CAMBRIDGE, MA: It is difficult for any observer of Egyptian politics to miss the the various signs of the consolidation of authoritarianism which Egypt has witnessed over the last few years: draconian laws, police brutality, enforced disappearances and imprisonment of well over 40,000 political dissidents, not to mention an unprecedented crackdown on free speech, academic and artistic freedoms. Amidst all this, it might be easy to claim that the Egyptian society is going through a period of political stagnation. However, I argue here that this would be a reductive picture.

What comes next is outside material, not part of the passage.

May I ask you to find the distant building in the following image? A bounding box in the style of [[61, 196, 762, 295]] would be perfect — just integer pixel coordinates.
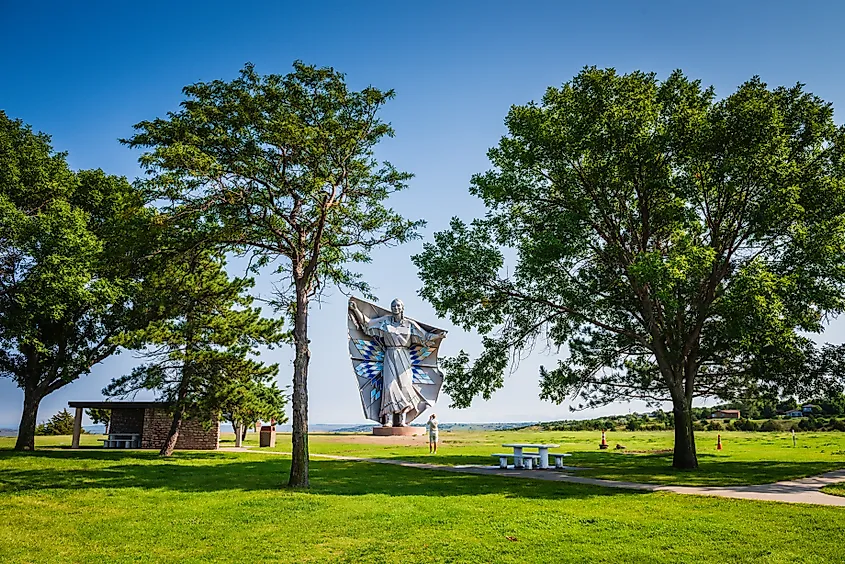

Despite the high costs of direct engagement in political action in Egypt recently, many segments of Egyptian society have found ways to continue their struggle for “bread, freedom, social justice and human dignity:” from university students, to labor unions and feminist organizations. I highlight here one of the glimmers of hope represented by socio-professional mobilization and focus, as an example, on recent developments at the Egyptian Medical Syndicate (EMS).

In the wake of the Egyptian revolution, the EMS held its first election in 2011, after a 19-year hiatus. A group of independent doctors, who struggled for several years before the revolution for better wages and for the overhaul of the health system, managed to occupy a number of seats, although the majority of the seats and the leadership of the syndicate went to the Muslim Brotherhood. In the following elections in 2013, they consolidated their position by winning a majority of the seats, and in 2015, and despite running against a much better-funded regime-supported electoral list, the “Independence List” swept the elections. By virtue of their being vocal advocates for doctors’ professional demands and by combining that professional mobilization with consistent demands for reforming the health sector, that group of doctors managed to galvanize wider support. They staged two nearly-three-month-long strikes in public hospitals in 2012 and 2014, while offering free healthcare for patients in ERs. They have also fought for the right of prisoners’ to medical care and stood up to the political exploitation of the suffering of the sick and poor.

More recently, and in the midst of police impunity, police assaults on medical doctors and healthcare workers have escalated. In January 2016, two emergency doctors were assaulted in a major public hospital in Cairo by policemen who wanted the doctors to issue one of them a medical report that significantly exaggerated his injuries. When the doctors refused, they were severely beaten and arrested. The board of the EMS immediately expressed its unconditional support for the assaulted doctors and their colleagues and endorsed their decision to close down the hospital until the assailants are arrested. Despite pressures from the Ministry of Interior (MOI) and the parliament and a smear campaign led by pro-regime media, the doctors stood their ground and called for an extraordinary general meeting of the EMS.

On February 12, 2016, in a historic turnout, over 10,000 Egyptian doctors showed up for the extraordinary general meeting of the EMS. The doctors filled all the meeting halls and thousands overflowed into the street chanting, despite a draconian anti-protest law, against the “thuggery” of the MOI. Hundreds more, activists, public figures, representatives of political parties, syndicates and other civil society organizations, turned out to show their support for the doctors.

In their meeting, dubbed “The Day of Dignity,” doctors voted, among others things, to hold regular protests in front of their hospitals and to offer medical care for free in ERs. Despite, or perhaps because of, the EMS’ insistence that their demands are professional, not political, the mobilization succeeded in galvanizing public support with the doctors against police impunity and the disregard for the rule of law. Similar mobilizations are spreading to several other socio-professional groups: lawyers, engineers, and journalists, among other professionals who are using their social capital to galvanize wider support and create new spaces for political action.